Kaitlyn Landram, 17
In my opinion, you are never too old to go sled riding. One day after school a few years ago I went to my friend Steph’s house in search of the perfect place to sled ride.
In years prior my friends and I loved to go down the highest, steepest hill in Boyce Park. It was perfect, until the county decided it was a safety hazard because there was a road at the bottom. They didn’t want to take any chances that someone would slide down into the path of a car. Thus creating the need for my friends to find a new place to sled ride.
Once Steph and I were all bundled up, we made our way outdoors and began exploring the woods behind her house. Jagger bushes struck us at every step, and burrs covered our coats as we hiked through the woods. Playfully, we ran for our lives in fear anytime we heard a sound — the leaves rustling was sure to mean that a bear was coming after us, and the birds were surely calling to alert the hungry animals of our location.
After what felt like an hour of hiking we came to an opening. The trees parted and opened up to a snow-covered area that seemed to stretch about a mile in both directions. We decided to march straight across the open area because my friend was sure that the perfect hill was right in front of us.

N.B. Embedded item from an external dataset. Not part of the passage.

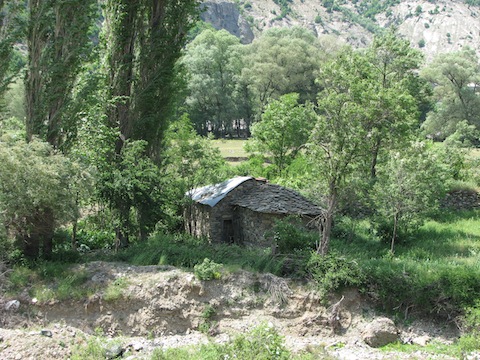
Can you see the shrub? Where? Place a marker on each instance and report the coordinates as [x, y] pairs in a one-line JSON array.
[[207, 270], [290, 234], [333, 272]]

Sure enough, after about 10 minutes of walking we had found it — the dream hill for sled ridding (since the closing of the forbidden Boyce Park hill). It was long enough that it didn’t seem like a bunny hill to a couple of 15 year olds, and steep enough that it brought on that adrenaline rush. The bottom of the hill flattened out enough that we would slow down before running into the next area of trees, so we didn’t need to worry about getting hurt. It was perfect.
Once we had sped down it a couple of times a woman appeared at the end of the hill walking her dog.
“Get out of here! I’m calling the police,” she yelled.
The hill, she said, was private property and if we didn’t leave right that instant we were in big trouble.
Neither of us was very keen on getting arrested so we ran from the scene all the way back to Steph’s house. Once we were safely inside, the disappointment set in — we could never again sled down our perfect hill. We were not harming anything, the hill was unused, out of everyone’s way, and completely safe to sled.
I find it unfair that we have been stopped on multiple occasions from sledding down hills I thought were open to the public. But I look forward to exploring some newfound land this winter in search of the next perfect hill.